This blog documents the development of JIMS iGetIt! Music System (JIMS). JIMS' goal is to help you Understand Music in 24 Hours™, if you are (a) a non-musician (b) who wants to learn how to write your own rock songs. Requiring no instrument other than your own computer, and without using traditional notation, JIMS is being designed to deliver a deep understanding of tonal structure...in just 24 hours.

Tuesday, March 4, 2008

Instrument Selection

Every three years, NAMM hires Gallop to conduct a telephone survey of American households. I can't find the 2006 survey online, but the 2003 survey concluded that

  1. 64% of instrumental music-makers started studying music when they were 5-11 years old; 18% starting 12-14; 7% 15-18; and 6% after 18.

  2. 75% chose for themselves the instrument that they learned to play, with 15% making the decision jointly with parents and 10% having the choice of instrument made by the parent alone.

  3. 30% took lessons at school, 26% took private lessons, and 22% taught themselves. The “taught themselves” percentage has risen over time (and may be rising much faster now due to the Internet). Boys teach themselves three times as often as girls do.

It is illuminating to make a chart of the ages at which music-makers started studying music (below).


The chart shows the percentage of instrumental music-makers who started learning music at each given age (in red) and the culumative total up to that age (in green).

The ages 5-11 are clearly critical. 69% of people who will ever learn to play an instrument have started learning by the end of their 11th year, and 87% by the end of their 14th year. Clearly, if I want to sell a lot of Thummers, I need to *eventually* meet the needs of very young students (although it may not be efficient to target them first).
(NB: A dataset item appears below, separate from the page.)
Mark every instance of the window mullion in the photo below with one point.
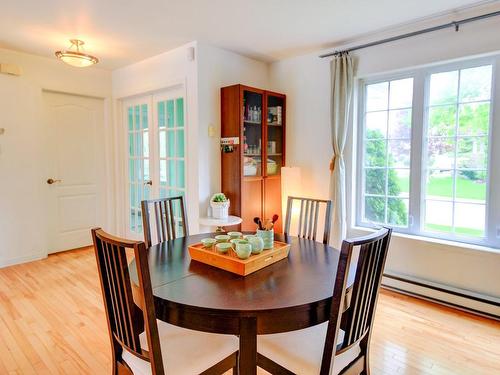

NAMM’s surveys don’t ask what instrument is played, or why that particular instrument was chosen. There is little research into the factors which affect musical instrument choice among beginners, and that limited research tends to constrain the available options to band & orchestra instruments. A better understanding the factors affecting instrument-selection could suggest opportunities for improving the Thummer such that it would consistently win this selectrion process.

NAMM's survey data suggest that

  • Ensuring that the Thummer meets the needs of beginners aged 5-11 is critical to its long-term success;

  • We can emphasize self-teaching (online) initially, but will need to penetrate the private lesson and school-based lesson channels, also, to maximize Thummer sales;

  • The ability of a given instrument to help a teenage boy “get chicks” is not sufficient, in itself, to maximize Thummer sales, as (i) it doesn’t help sell instruments to girls, and (ii) more than 80% of music-makers have already selected their instrument before their mid-teens, leaving at most 20% to be affected by this benefit.

People usually mention the "get chicks" factor with regard to the guitar -- but history suggests that jazz instrumentalists did pretty well in that regard, too, so there appears to be more to that benefit than just instrument choice.